Better late than never...




> *Doctors think ventilators might harm some COVID-19 patients
> *
> 
> 4/15/20
> Washington (AFP)
> 
> [A] growing number of doctors have said that COVID-19 patients appear to fade rapidly when they are put on ventilators and tubes are placed down their windpipes. In recent weeks, American hospitals have started doing what they can to delay having to use the breathing machines -- which the federal government ordered 130,000 of, fearing a shortage. *The first warning signs came from Italy, where the vast majority of patients placed on artificial breathing died.* The statistics are also bad in the United Kingdom and in New York, where 80 percent of intubated patients die, according to the state's governor, often after spending a week or two in intensive care in which they are placed in an artificial coma and their muscles atrophy. 
> 
> At the start of the pandemic, patients who were completely out of breath were treated under well established protocols for a severe lung condition called Acute Respiratory Distress Syndrome (ARDS). This condition, which prevents the lungs from taking in enough oxygen to pass on to other organs, can be triggered by infection, such as pneumonia, or by physical injury. It's very dangerous, with studies placing the overall fatality rate at around 40 percent. The standard procedure for these patients is to intubate relatively early, and this is how COVID-19 patients have generally been treated. Until, that is, *doctors began to realize lung complications among COVID-19 patients weren't quite the same as "typical" ARDS patients, at least not in all cases. The lungs aren't damaged in the same way -- they are less "stiff."*
> ...


It was very unlucky to get really sick up until lately, now that they're learning more and backing off the vents and using HCQ/ZP/z more routinely. Remdesivir is working too and Gilead has upped production. Roche has a 5 minute spit test out and Abbott has the ELISA (antibody/antigen) test, started shipping them out today - one million, and 2 mill by  the end of the month. Get ready to get back to business.

----------

Jen (04-17-2020)

----------


## Trinnity

*Nitric Oxide Investigated as COVID-19 Treatment

*By Robert PreidtHealthDay ReporterTHURSDAY, April 9, 2020 

(HealthDay News) -- Doctors at the University of Alabama at Birmingham (UAB) are enrolling patients in an international clinical trial to find out if inhaled nitric oxide benefits those with COVID-19 who have severely damaged lungs.
webmd.com

----------



----------


## Neo

I remember taking Nitric Oxide when I did muscle building.

----------


## Trinnity

Breathing treatments, very effective for this.

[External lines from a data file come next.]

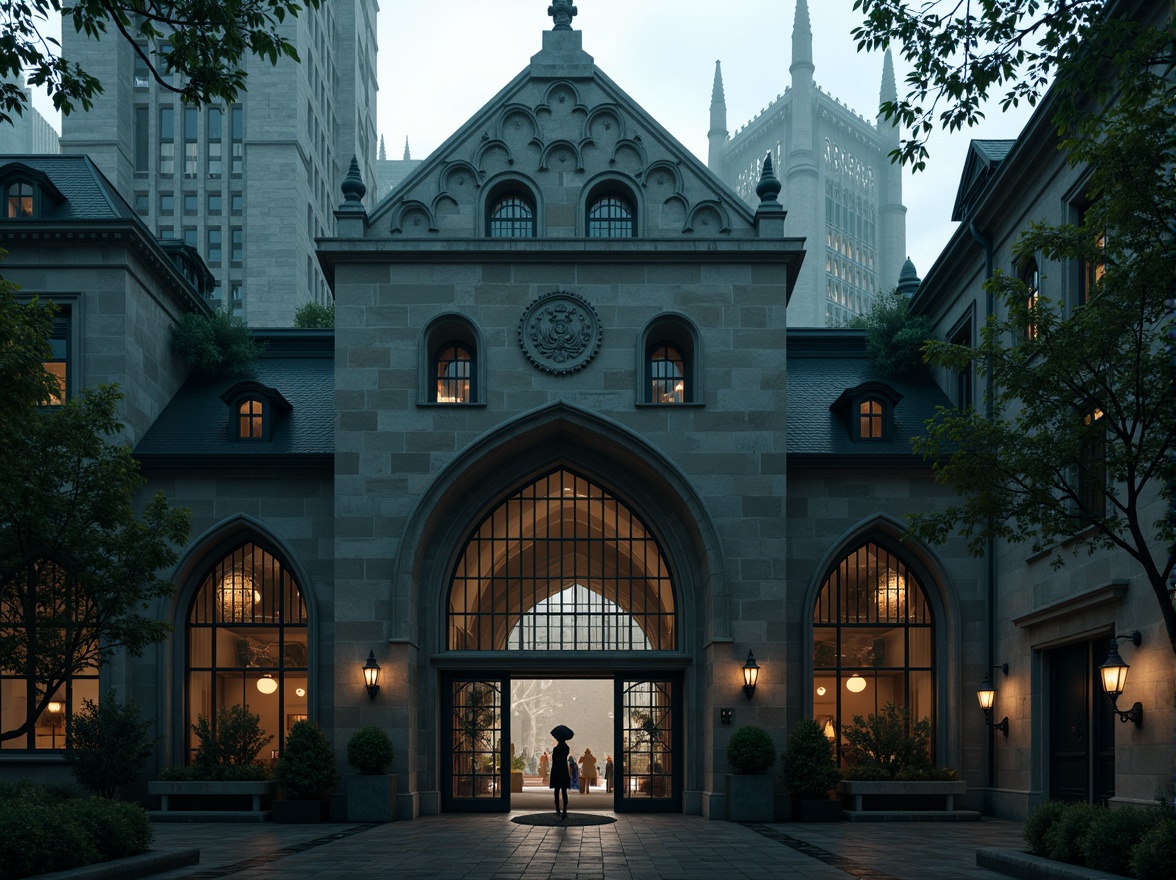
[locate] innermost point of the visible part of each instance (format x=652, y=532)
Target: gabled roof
x=193, y=430
x=984, y=158
x=561, y=122
x=86, y=193
x=826, y=364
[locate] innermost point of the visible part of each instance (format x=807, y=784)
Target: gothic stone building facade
x=561, y=431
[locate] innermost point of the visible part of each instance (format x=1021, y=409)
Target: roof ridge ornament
x=562, y=12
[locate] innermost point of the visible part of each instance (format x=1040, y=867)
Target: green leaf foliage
x=79, y=567
x=216, y=346
x=108, y=744
x=314, y=315
x=306, y=771
x=750, y=751
x=963, y=54
x=371, y=752
x=233, y=741
x=195, y=48
x=809, y=766
x=889, y=745
x=894, y=337
x=1073, y=441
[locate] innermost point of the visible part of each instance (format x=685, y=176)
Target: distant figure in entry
x=587, y=771
x=561, y=777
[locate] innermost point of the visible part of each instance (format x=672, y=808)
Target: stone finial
x=353, y=184
x=908, y=279
x=768, y=188
x=562, y=12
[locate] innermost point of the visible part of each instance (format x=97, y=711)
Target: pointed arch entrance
x=562, y=574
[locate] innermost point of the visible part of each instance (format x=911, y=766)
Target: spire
x=802, y=40
x=717, y=133
x=562, y=12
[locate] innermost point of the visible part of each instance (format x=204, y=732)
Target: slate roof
x=88, y=195
x=822, y=364
x=194, y=427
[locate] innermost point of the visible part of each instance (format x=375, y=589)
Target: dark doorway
x=1081, y=727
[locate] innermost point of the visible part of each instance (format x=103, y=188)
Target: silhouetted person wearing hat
x=560, y=777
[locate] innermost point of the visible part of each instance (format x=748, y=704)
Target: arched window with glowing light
x=561, y=565
x=872, y=642
x=247, y=645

If I seem like a know it all pest about this      stuff, forgive me, all of you please. Being a medical person and you all being my friends and extended family, I can't help it;  I want everyone I know to be armed with knowledge because not all the doctors are up to speed and the wrong treatment can not only be harmful or deadly, but delays or prevents the _right_ treatment. You can't have your life depend on a mistake. Patients sometimes don't realize they do have a say in their care and the docs don't always know the latest in an emergent situation. @Matt knows what I'm talking about.

----------

Jen (04-17-2020),Matt (04-17-2020)

----------


## Jen

> Breathing treatments, very effective for this.
> 
> If I seem like a know it all pest about this      stuff, forgive me, all of you please. Being a medical person and you all being my friends and extended family, I can't help it;  I want everyone I know to be armed with knowledge because not all the doctors are up to speed and the wrong treatment can not only be harmful or deadly, but delays or prevents the _right_ treatment. You can't have your life depend on a mistake. Patients sometimes don't realize they do have a say in their care and the docs don't always know the latest in an emergent situation. @Matt knows what I'm talking about.

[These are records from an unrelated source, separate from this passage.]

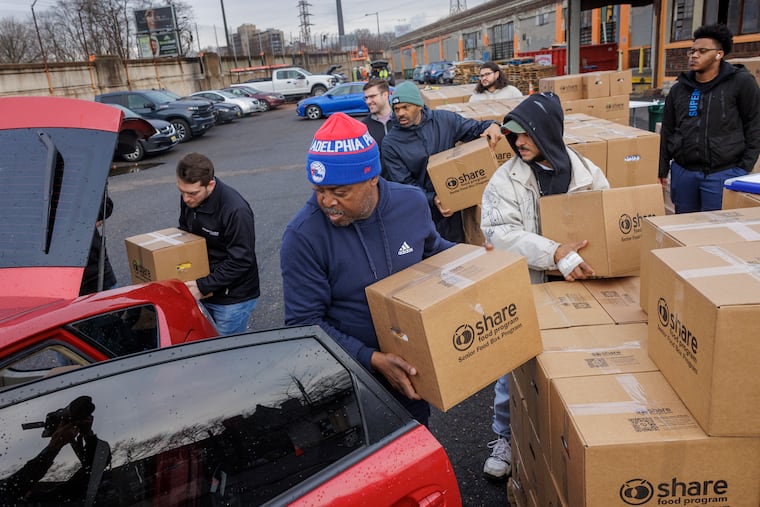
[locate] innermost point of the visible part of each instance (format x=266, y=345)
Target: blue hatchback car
x=345, y=98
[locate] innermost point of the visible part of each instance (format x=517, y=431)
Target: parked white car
x=247, y=105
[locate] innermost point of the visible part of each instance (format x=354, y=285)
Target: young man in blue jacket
x=419, y=132
x=355, y=229
x=217, y=212
x=710, y=124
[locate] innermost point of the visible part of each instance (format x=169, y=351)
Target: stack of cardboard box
x=601, y=94
x=621, y=408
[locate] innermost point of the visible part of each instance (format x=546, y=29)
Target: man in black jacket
x=711, y=124
x=217, y=212
x=379, y=119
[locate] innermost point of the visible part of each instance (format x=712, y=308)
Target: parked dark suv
x=435, y=70
x=190, y=118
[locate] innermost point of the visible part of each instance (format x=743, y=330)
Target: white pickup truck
x=294, y=82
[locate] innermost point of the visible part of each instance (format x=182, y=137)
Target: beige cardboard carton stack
x=704, y=309
x=460, y=175
x=439, y=95
x=463, y=318
x=166, y=254
x=628, y=156
x=600, y=94
x=694, y=229
x=611, y=220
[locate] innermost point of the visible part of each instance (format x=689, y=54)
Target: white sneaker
x=499, y=464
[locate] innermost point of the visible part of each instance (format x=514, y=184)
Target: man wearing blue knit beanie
x=355, y=229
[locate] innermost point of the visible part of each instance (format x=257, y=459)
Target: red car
x=269, y=100
x=281, y=417
x=57, y=154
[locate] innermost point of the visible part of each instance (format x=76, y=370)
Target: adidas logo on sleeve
x=405, y=249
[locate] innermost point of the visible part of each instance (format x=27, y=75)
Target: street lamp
x=377, y=18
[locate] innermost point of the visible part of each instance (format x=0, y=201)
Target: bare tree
x=18, y=43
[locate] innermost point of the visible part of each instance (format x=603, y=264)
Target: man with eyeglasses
x=510, y=220
x=378, y=121
x=218, y=213
x=710, y=124
x=493, y=85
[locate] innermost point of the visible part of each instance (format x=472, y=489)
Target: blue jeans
x=696, y=191
x=231, y=319
x=500, y=424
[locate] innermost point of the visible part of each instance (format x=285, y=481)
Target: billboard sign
x=157, y=19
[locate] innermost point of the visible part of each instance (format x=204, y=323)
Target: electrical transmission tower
x=457, y=6
x=304, y=15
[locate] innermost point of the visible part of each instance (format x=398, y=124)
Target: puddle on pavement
x=119, y=168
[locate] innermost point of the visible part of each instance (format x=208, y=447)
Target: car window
x=136, y=101
x=123, y=332
x=340, y=91
x=38, y=363
x=235, y=427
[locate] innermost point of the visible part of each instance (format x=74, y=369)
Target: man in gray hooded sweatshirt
x=510, y=219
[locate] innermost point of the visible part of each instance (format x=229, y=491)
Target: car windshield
x=160, y=96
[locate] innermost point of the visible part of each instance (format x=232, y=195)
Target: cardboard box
x=567, y=304
x=569, y=87
x=733, y=199
x=620, y=297
x=632, y=157
x=609, y=219
x=503, y=152
x=595, y=85
x=621, y=82
x=704, y=307
x=460, y=175
x=463, y=318
x=694, y=229
x=628, y=440
x=167, y=254
x=578, y=352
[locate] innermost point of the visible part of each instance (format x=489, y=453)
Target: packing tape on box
x=735, y=266
x=742, y=229
x=445, y=273
x=157, y=237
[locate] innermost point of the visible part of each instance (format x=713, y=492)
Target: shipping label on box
x=165, y=255
x=629, y=440
x=620, y=297
x=694, y=229
x=621, y=82
x=566, y=304
x=463, y=318
x=704, y=308
x=595, y=85
x=609, y=219
x=581, y=351
x=460, y=175
x=569, y=87
x=632, y=160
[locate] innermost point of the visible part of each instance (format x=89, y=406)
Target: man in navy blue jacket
x=356, y=229
x=419, y=132
x=216, y=211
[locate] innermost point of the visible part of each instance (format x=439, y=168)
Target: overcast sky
x=284, y=14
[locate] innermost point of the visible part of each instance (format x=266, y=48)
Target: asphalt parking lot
x=263, y=157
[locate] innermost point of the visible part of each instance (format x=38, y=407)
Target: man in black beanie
x=510, y=220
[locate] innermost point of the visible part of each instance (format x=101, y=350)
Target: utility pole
x=377, y=18
x=226, y=32
x=42, y=49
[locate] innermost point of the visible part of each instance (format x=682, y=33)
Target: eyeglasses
x=701, y=51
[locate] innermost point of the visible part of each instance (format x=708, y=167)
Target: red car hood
x=57, y=153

Thank you for the information.  I see myself as being my own doctor and the doctor I "hire" is just there to do what I am unable to do.  Silly, maybe, but that's how I roll.  So I want every single bit of information I can get so that my decisions will be as close to right as possible.

----------


## Trinnity

> Thank you for the information.  *I see myself as being my own doctor and the doctor I "hire" is just there to do what I am unable to do.*  Silly, maybe, but that's how I roll.  So I want every single bit of information I can get so that my decisions will be as close to right as possible.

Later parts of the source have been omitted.